The American effort began with Thomas Jefferson's authorization of the Lewis & Clark Expedition, which set out in 1803 to lay claim to the West. Lewis and Clark had several charges, among them the discovery of a Northwest Passage—a land route across the continent—in order to establish an American fur trade with China. In addition, the Corps of Northwestern Discovery, as the expedition was called, cataloged new plant and animal life, and performed detailed ethnographic research on the Indians they encountered. This fascinating book lays out how that ethnographic research became the legal basis for Indian removal practices implemented decades later, explaining how the Doctrine of Discovery became part of American law, as it still is today.
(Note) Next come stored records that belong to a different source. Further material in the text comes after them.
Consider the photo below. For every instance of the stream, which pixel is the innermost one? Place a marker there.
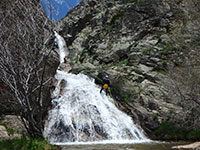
(140, 146)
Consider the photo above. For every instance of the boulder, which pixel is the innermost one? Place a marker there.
(193, 146)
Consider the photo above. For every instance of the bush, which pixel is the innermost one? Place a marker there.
(27, 144)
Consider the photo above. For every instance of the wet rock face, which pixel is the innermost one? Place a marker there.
(133, 42)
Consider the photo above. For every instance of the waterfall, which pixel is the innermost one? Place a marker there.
(63, 51)
(80, 113)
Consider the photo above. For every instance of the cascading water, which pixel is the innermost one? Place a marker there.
(81, 113)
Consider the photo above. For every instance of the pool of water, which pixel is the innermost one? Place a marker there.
(141, 146)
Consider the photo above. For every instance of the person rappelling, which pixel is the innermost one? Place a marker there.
(106, 84)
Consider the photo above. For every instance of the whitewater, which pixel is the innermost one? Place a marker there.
(81, 114)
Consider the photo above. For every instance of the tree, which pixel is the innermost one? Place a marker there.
(23, 61)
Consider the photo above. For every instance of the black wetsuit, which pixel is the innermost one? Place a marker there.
(105, 81)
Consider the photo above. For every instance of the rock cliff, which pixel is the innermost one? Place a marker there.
(149, 49)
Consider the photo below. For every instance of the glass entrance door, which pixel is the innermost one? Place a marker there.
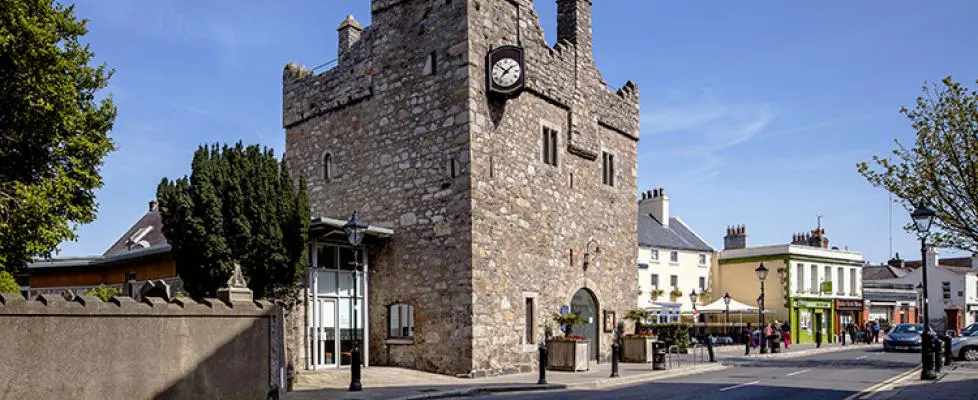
(325, 330)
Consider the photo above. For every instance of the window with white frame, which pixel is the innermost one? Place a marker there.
(401, 321)
(800, 279)
(852, 282)
(327, 166)
(814, 279)
(529, 323)
(841, 280)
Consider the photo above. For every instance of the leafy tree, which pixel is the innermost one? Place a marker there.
(8, 285)
(239, 205)
(941, 168)
(103, 292)
(53, 130)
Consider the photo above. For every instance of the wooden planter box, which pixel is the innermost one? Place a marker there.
(568, 355)
(637, 349)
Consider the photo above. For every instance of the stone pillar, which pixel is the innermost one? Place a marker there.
(349, 32)
(237, 290)
(574, 24)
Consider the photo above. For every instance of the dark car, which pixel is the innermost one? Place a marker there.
(903, 337)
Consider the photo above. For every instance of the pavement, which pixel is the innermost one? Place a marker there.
(958, 382)
(400, 383)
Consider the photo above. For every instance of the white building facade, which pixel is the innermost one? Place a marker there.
(673, 261)
(952, 291)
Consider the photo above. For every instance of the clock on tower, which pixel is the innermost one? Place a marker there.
(505, 70)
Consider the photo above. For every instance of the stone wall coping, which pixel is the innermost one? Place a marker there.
(47, 304)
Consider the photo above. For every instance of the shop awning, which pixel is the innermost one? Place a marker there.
(718, 307)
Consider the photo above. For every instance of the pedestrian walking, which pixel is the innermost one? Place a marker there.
(787, 337)
(748, 339)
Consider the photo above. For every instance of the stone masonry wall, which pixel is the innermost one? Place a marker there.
(393, 133)
(466, 249)
(89, 349)
(531, 221)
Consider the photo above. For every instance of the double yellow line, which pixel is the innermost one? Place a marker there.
(879, 387)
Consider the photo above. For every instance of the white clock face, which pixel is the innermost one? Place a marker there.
(506, 72)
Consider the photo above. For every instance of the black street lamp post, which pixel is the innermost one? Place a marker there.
(922, 219)
(761, 272)
(355, 231)
(726, 303)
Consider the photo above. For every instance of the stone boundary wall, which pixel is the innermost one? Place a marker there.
(89, 349)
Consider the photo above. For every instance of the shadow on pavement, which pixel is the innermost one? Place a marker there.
(681, 391)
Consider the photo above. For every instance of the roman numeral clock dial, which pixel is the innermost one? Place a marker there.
(505, 70)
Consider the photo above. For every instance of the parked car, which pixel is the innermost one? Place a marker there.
(903, 337)
(965, 346)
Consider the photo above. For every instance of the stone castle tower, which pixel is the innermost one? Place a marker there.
(491, 236)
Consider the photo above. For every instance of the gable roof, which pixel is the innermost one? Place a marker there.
(145, 233)
(882, 272)
(677, 235)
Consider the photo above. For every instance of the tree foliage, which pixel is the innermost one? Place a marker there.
(239, 205)
(941, 168)
(105, 293)
(8, 285)
(53, 130)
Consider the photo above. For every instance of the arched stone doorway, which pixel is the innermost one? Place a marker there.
(585, 305)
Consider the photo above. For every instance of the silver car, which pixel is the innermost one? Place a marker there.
(965, 347)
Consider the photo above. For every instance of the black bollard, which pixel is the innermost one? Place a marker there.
(543, 365)
(355, 369)
(289, 377)
(947, 350)
(614, 360)
(709, 348)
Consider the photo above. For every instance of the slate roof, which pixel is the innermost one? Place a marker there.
(146, 233)
(676, 236)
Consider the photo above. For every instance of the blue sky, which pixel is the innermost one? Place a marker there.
(753, 113)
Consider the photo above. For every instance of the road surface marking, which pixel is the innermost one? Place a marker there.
(739, 386)
(799, 372)
(883, 386)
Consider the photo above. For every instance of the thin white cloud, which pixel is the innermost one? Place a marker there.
(692, 134)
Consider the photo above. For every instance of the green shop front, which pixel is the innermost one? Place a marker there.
(811, 315)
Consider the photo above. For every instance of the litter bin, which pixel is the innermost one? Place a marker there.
(658, 355)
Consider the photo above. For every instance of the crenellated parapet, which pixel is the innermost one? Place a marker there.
(53, 304)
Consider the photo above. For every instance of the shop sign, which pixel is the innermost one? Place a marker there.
(827, 287)
(813, 304)
(849, 305)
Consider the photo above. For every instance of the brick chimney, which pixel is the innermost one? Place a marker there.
(736, 238)
(655, 203)
(574, 24)
(349, 31)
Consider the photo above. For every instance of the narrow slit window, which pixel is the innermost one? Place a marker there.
(327, 166)
(548, 146)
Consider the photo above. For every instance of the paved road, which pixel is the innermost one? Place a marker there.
(834, 375)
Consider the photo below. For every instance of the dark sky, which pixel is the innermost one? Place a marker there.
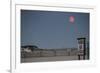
(51, 29)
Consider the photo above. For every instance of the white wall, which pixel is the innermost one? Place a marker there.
(5, 37)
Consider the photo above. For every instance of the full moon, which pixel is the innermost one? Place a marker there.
(71, 19)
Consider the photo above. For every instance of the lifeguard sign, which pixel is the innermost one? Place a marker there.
(81, 47)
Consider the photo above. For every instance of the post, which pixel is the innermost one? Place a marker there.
(81, 47)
Native America, Discovered and Conquered takes a fresh look at American history through the lens of the Doctrine of Discovery—the legal basis that Europeans and Americans used to lay claim to the land of the indigenous peoples they “discovered.” Robert J. Miller illustrates how the American colonies used the Doctrine of Discovery against the Indian nations from 1606 forward. Thomas Jefferson used the doctrine to exert American authority in the Louisiana Territory, to win the Pacific Northwest from European rivals, and to “conquer” the Indian nations. In the broader sense, these efforts began with the Founding Fathers and with Thomas Jefferson’s Corps of Discovery, and eventually the Doctrine of Discovery became part of American law, as it still is today.
Miller shows how Manifest Destiny grew directly out of the legal elements and policies of the Doctrine of Discovery and how Native peoples, whose rights stood in the way of this destiny, were “discovered” and then “conquered.” Miller’s analysis of the principles of discovery brings a new perspective and valuable insights to the study of Jefferson, Lewis and Clark, the Louisiana Purchase, the Pacific Northwest, American expansionism, and U.S. Indian policy. This Bison Books edition includes a new afterword by the author.